Two groundbreaking vaccine trials are showing early promise in preventing aggressive cancers before they start, targeting specific proteins found in tumors.
Scientists are making remarkable progress in developing vaccines that could prevent cancer from occurring in the first place. Two major clinical trials are testing innovative approaches to stop aggressive cancers—triple-negative breast cancer and lung cancer—by training the immune system to recognize and destroy abnormal cells before they become malignant.
How Do These Cancer Prevention Vaccines Work?
Unlike traditional vaccines that protect against infections, these experimental vaccines target proteins found on cancer cells. The triple-negative breast cancer vaccine focuses on a protein called α-lactalbumin, which appears in about 70% of these aggressive tumors but disappears from normal breast tissue after women stop breastfeeding. The lung cancer vaccine, called LungVax, targets "red flag" proteins called neoantigens that appear on cells undergoing cancer-causing changes.
"Triple-negative breast cancer remains one of the most challenging forms of the disease to treat effectively," said Dr. G. Thomas Budd of Cleveland Clinic's Cancer Institute, who led the breast cancer vaccine study.
What Are the Early Results Showing?
The Cleveland Clinic's Phase 1 trial of the breast cancer vaccine included 35 participants across three groups: women who had completed treatment for early-stage triple-negative breast cancer, cancer-free individuals with genetic mutations that increase breast cancer risk, and patients with residual cancer cells after treatment.
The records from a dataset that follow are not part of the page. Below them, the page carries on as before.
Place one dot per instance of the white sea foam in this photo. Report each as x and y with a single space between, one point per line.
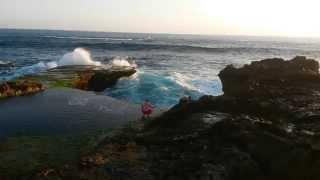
79 56
183 81
122 62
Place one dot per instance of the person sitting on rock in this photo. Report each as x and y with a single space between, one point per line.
147 109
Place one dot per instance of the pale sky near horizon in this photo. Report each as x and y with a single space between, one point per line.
220 17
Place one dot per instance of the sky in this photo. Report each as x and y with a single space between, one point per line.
297 18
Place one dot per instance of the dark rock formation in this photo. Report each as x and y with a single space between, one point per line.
265 127
19 88
271 77
99 80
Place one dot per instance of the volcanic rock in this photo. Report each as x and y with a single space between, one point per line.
19 88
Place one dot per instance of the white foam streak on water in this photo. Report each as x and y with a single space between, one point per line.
183 80
122 62
79 56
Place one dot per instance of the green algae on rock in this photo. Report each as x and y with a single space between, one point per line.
20 88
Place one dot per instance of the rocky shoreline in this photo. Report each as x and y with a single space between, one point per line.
264 127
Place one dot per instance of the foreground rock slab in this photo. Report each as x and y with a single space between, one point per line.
272 77
20 88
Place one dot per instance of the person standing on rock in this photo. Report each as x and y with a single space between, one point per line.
146 109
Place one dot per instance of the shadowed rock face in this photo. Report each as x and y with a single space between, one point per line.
265 126
101 79
19 88
272 77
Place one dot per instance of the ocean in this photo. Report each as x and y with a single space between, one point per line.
169 66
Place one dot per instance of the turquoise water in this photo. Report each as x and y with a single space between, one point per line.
170 66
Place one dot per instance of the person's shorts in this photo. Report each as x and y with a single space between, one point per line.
147 112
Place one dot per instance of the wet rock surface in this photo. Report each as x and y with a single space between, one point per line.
19 88
99 80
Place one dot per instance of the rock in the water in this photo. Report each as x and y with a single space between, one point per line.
271 77
99 80
19 88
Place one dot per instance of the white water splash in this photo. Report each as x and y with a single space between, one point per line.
79 56
122 62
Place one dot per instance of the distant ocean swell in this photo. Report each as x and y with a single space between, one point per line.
135 46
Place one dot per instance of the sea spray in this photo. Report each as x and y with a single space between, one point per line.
79 56
122 62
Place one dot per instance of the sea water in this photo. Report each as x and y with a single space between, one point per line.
169 66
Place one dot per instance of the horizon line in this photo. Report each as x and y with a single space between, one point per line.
165 33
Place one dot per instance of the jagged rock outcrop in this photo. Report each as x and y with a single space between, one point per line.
272 77
269 132
19 88
99 80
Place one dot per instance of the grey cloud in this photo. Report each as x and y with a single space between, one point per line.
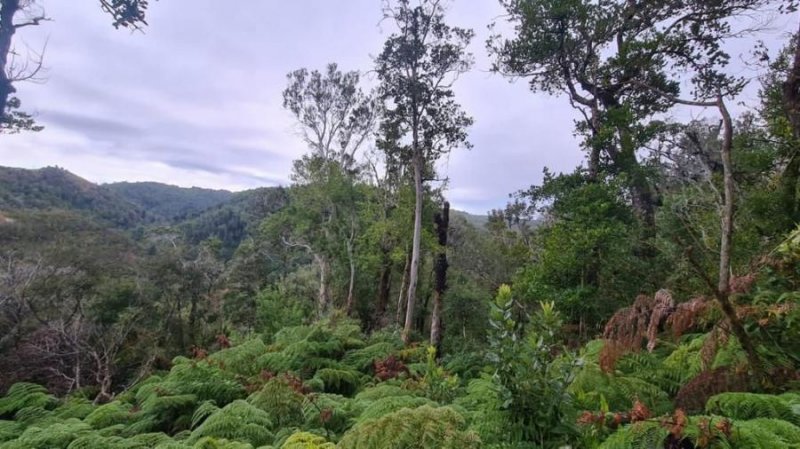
92 127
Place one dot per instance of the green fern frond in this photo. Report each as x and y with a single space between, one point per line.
424 427
744 406
281 401
202 412
22 395
109 414
236 421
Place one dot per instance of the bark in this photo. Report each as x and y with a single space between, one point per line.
442 221
416 246
7 30
384 287
351 259
726 238
401 304
791 104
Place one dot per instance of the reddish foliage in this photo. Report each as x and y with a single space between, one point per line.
199 353
678 424
694 395
389 368
640 412
223 342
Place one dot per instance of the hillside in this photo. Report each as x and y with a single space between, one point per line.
169 202
52 188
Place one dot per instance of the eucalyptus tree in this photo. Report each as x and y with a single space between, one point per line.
417 68
336 119
613 59
15 67
622 62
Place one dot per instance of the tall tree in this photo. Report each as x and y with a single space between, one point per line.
602 55
15 68
336 119
417 68
442 221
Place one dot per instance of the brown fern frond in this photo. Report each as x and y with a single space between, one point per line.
688 315
628 327
716 339
663 306
693 396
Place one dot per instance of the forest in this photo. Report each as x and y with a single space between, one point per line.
649 298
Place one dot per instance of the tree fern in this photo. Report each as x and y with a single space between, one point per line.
305 440
109 414
74 407
424 427
331 412
388 405
362 359
240 359
9 430
283 404
765 433
641 435
344 381
22 395
236 421
55 436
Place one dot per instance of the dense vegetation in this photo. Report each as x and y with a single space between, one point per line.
647 299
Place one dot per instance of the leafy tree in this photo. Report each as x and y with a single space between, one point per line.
417 68
126 13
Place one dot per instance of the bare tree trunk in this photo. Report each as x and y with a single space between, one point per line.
323 297
402 297
442 221
415 246
726 238
351 287
7 29
791 104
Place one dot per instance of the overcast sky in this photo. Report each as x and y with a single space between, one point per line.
196 99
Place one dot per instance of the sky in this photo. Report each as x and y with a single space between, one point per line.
195 100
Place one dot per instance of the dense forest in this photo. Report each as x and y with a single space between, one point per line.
646 299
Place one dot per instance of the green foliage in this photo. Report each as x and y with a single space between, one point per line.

The results were encouraging:
- Immune Response: 74% of all participants developed an immune response to the vaccine, suggesting their bodies learned to recognize the target protein
- Safety Profile: The vaccine was well-tolerated with only mild side effects, primarily skin inflammation at the injection site
- Maximum Dose: Researchers determined the highest safe dose for future trials
For context, triple-negative breast cancer affects only 10-15% of breast cancer cases but causes a disproportionately high number of deaths. It's twice as common in Black women and accounts for 70-80% of breast tumors in patients with BRCA1 gene mutations.
What Makes These Vaccines Different from Cancer Treatments?
These preventive vaccines represent a fundamentally different approach from existing cancer therapies. Instead of treating cancer after it develops, they aim to stop it from forming. The lung cancer vaccine, LungVax, uses technology similar to the Oxford/AstraZeneca COVID-19 vaccine to deliver genetic instructions that help the immune system identify abnormal cells.
"The purpose of LungVax is to get the immune system to recognize these abnormal cells early and destroy them before they start to change towards cancer," explained the research team. This approach could be particularly valuable for lung cancer, which remains the leading cause of cancer death in the UK, with only 1 in 10 people surviving 10 years or more after diagnosis.
The breast cancer vaccine trial included Chase Johnson, a 36-year-old from North Carolina who was diagnosed with triple-negative breast cancer in 2021. After completing intensive treatment including chemotherapy, surgery, and radiation, she enrolled in the trial to prevent recurrence. "I am literally doing anything possible to make sure this doesn't come back," Johnson said.
What Happens Next in These Trials?
Both vaccine programs are moving toward larger Phase 2 trials. The breast cancer vaccine's Phase 2 study is expected to begin late next year and will be the first to examine whether the vaccine actually reduces recurrence risk, not just immune response. The lung cancer vaccine trial, funded with up to £2.06 million, is expected to begin in summer 2026 and will focus on people at high risk, including those previously treated for early-stage lung cancer and participants in lung cancer screening programs.
"Whether this immune response will translate into reducing the risk of recurrence or preventing breast cancer, we don't know that yet," acknowledged Dr. Budd, emphasizing that these are still early-stage results. However, the foundation for these vaccines comes from years of research, including Cleveland Clinic's work on the α-lactalbumin protein and Cancer Research UK's TRACERx study, which has been mapping the genomic changes in lung cancer development since 2014.